ORLANDO—The risk of mortality associated with the prescription of antipsychotics or valproic acid for behavioral disturbances in patients with dementia is considerably greater than was estimated previously, according to a large national study described at the 2014 Annual Meeting of the American Association for Geriatric Psychiatry.
The retrospective study included 45,669 matched pairs of Veterans Affairs (VA) patients older than 65 with dementia diagnosed between 1998 and 2009. One member of each pair was taking haloperidol, olanzapine, quetiapine, risperidone, valproic acid, or a nontricyclic antidepressant. The other member of each pair was not taking any of these medications and had not been taking any of them for at least the previous six months. Investigators defined the number needed to harm (NNH) as the number of dementia patients who would need to be on one of the medications for 180 days to result in one additional death, compared with matched controls. The NNH ranged from a worst-case scenario of 15 for haloperidol to 50 for quetiapine, said Donovan T. Maust, MD, Professor of Geriatric Psychiatry at the University of Michigan in Ann Arbor.
The patient pairs were matched according to demographics; comorbid medical and psychiatric diagnoses, including delirium within the previous 12 months; and a history of psychiatric hospitalization, noted Dr. Maust.
Donovan T. Maust, MD |
Study Had a Longer Duration Than Previous Trials The NNHs found in this large study are considerably lower than in the two earlier meta-analyses conducted by other investigators. In the first meta-analysis, the estimated NNH for second-generation antipsychotics versus placebo was 100. More recently, a 2011 Agency for Healthcare Research Quality comparative effectiveness review found an NNH of 87 for second-generation antipsychotics when used to treat behavioral disturbances in elderly patients with dementia. The meta-analyses may have found more favorable NNHs because they relied mainly on studies that lasted for eight to 12 weeks and therefore failed to capture the additional drug-related deaths that occurred during the 180-day study in VA patients, said Dr. Maust.
The advantages of the VA study are that it provides a truer picture of the mortality risks of antipsychotics and valproic acid and that it delineates the mortality risks for individual medications, compared with no treatment. Earlier studies considered antipsychotics together as a class, noted Dr. Maust.

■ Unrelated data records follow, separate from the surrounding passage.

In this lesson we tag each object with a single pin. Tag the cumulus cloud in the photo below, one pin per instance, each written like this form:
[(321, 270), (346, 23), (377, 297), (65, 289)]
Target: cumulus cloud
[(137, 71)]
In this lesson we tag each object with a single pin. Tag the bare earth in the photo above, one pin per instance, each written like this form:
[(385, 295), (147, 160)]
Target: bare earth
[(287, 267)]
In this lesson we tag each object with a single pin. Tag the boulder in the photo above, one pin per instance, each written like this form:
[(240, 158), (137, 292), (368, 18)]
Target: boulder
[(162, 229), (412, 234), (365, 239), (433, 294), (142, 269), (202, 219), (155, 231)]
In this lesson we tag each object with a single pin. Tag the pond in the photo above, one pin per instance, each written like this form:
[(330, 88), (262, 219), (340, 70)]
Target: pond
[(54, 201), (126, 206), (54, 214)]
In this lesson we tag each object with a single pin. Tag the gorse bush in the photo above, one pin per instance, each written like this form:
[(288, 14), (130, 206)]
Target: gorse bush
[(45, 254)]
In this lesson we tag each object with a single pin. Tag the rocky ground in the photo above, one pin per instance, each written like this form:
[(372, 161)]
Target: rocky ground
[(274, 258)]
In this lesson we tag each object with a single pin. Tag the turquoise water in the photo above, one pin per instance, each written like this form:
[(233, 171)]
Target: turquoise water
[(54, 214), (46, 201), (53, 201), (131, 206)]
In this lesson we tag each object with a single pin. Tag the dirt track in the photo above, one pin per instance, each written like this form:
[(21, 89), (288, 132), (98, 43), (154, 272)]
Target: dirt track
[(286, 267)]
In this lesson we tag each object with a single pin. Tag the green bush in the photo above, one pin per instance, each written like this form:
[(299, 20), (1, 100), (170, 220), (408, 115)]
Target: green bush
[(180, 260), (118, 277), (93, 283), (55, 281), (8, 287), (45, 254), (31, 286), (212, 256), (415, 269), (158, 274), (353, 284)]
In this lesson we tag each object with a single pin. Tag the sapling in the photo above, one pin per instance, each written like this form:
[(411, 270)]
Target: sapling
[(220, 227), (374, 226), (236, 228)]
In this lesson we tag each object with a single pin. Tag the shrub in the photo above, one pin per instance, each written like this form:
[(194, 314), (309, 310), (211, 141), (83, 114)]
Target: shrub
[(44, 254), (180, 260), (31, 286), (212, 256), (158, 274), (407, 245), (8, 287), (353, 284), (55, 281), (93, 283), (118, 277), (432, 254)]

“You can see that the risk is basically doubled with risperidone, compared to quetiapine. I would use quetiapine as my first-line agent if I had to use anything. And I’ve stopped using haloperidol altogether,” said Dr. Maust.
Inpatient Treatment With Antipsychotics Continues
After the FDA issued its black box warning in 2005 about the increased mortality risk of atypical antipsychotics in elderly patients with dementia, those drugs began to be prescribed less frequently for the treatment of agitation and other behavioral symptoms in patients with dementia. At the same time, the use of conventional antipsychotics increased. After the 2008 black box warning regarding conventional antipsychotics, outpatient prescriptions for these agents decreased, but the use of valproic acid increased. The new study calculated an NNH of 29 for valproic acid, however, which suggests that this drug is problematic, too.
“It’s a bit like Whac-a-Mole, where once one drug goes off the list, then people try something else. They’re such frustrating behaviors, and it’s such a distressing situation for the patient, the family, and the providers that it makes sense that people are trying alternatives,” said Dr. Maust.
The study identified an NNH of 158 for patients on antidepressant therapy, but this result probably is not clinically meaningful because it is similar to the background mortality risk in this elderly, sick population, he added.
Although the use of antipsychotics to treat behavioral disturbances in patients with dementia may have decreased in outpatient settings since the black box warnings, it has not decreased in the inpatient setting. At the meeting, Jung In “Kristin” Lee, MD, Geriatric Psychiatrist at the Mayo Clinic in Rochester, Minnesota, presented a retrospective study of all patients hospitalized in her unit with a discharge diagnosis of dementia during 2002 and 2012. In 2002, well before the black box warnings, 58% of 52 patients with dementia were discharged on an antipsychotic agent. Quetiapine was the most commonly prescribed agent. Similarly, 65% of the 43 patients with dementia discharged in 2012 were on an antipsychotic, and quetiapine was the most common medicine. In both years, only one dementia patient was discharged on a conventional antipsychotic, said Dr. Lee.